Через несколько дней после того случая я, не спавший несколько суток, заснул прямо на правительственной комиссии, упал в проход. Спустя несколько дней на очередном совещании Щербина посмотрел на меня: «Нам было бы интересно узнать, что по этому поводу думает наука... Если она уже проснулась». Ко мне стали всерьез прислушиваться. Правда, конфликты все равно случались. Однажды я докладывал на комиссии о том, какие помещения мы обследовали. Высокий начальник, приехавший с инспекцией из Москвы, возмутился: «Почему это в одном месте вы намерили 7 тысяч рентген, а военные 10 тысяч? Что же это за наука, которая так неточно меряет?» Я ответил, что перемерять мы не будем, в любом случае ясно, что работать там нельзя. Чиновник в ответ бросил, что в Чернобыле трусы не нужны. До этого в комнате стоял легкий гул — люди его не особо слушали. Но после сказанного повисла полная тишина. Никто такими обвинениями в Чернобыле не бросался. Да, ты мог не очень хорошо сделать свою работу, мог что-то упустить. Но объявлять трусом человека, который в день по несколько часов ползает во взорванном реакторе... Ведь как делаются замеры в подобных условиях? Смертельную дозу радиации можно схватить за несколько минут, поэтому специалист пробегает мимо опасного места с удочкой, на которую подвешена специальная таблетка. Закинув ее на скопление топлива, прячется за колонной, а потом выдергивает таблетку и бежит назад — не по асфальтовой дорожке, а среди развалин. Если он споткнется и упадет, может в результате тяжело заболеть…
В Чернобыле требовался опыт, доведенный до автоматизма. В голове щелкает некий счетчик — тут ты должен спрятаться за колонну, здесь пригнуться, чтобы схватить меньше рентген и при этом сделать дело. Однажды молодые солдаты, которых я все время ругал за неосторожность, огрызнулись — пойдите и попробуйте набрать меньшую дозу радиации. Я пошел и набрал меньше, хотя тогда мне было уже под 50 и двигался я не так быстро.

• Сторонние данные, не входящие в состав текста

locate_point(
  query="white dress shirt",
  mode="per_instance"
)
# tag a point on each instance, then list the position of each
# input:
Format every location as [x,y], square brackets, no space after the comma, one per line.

— Что в Чернобыле было страшнее — радиация или стресс?
— Самая опасная штука — радиофобия. В Чернобыле люди умирали от нее на пустом месте, не получив никакой особенной дозы. Так ушел один из моих товарищей, молодой физик, кандидат в мастера спорта. Сидел рядом со мной на диване, откинулся на спинку и умер: остановилось сердце. Когда в нашей небольшой группе произошла вторая смерть, я кинулся в Киев, к врачам. К нам прислали психиатров, которые разъяснили, что человек может испытывать сильнейший страх радиации. Каждый раз он идет в реактор, как на смерть. Он скрывает этот страх, пытается с ним справиться — ведь рядом идут другие мужчины, это как атака, нельзя не идти. И этот страх в конце концов может убить.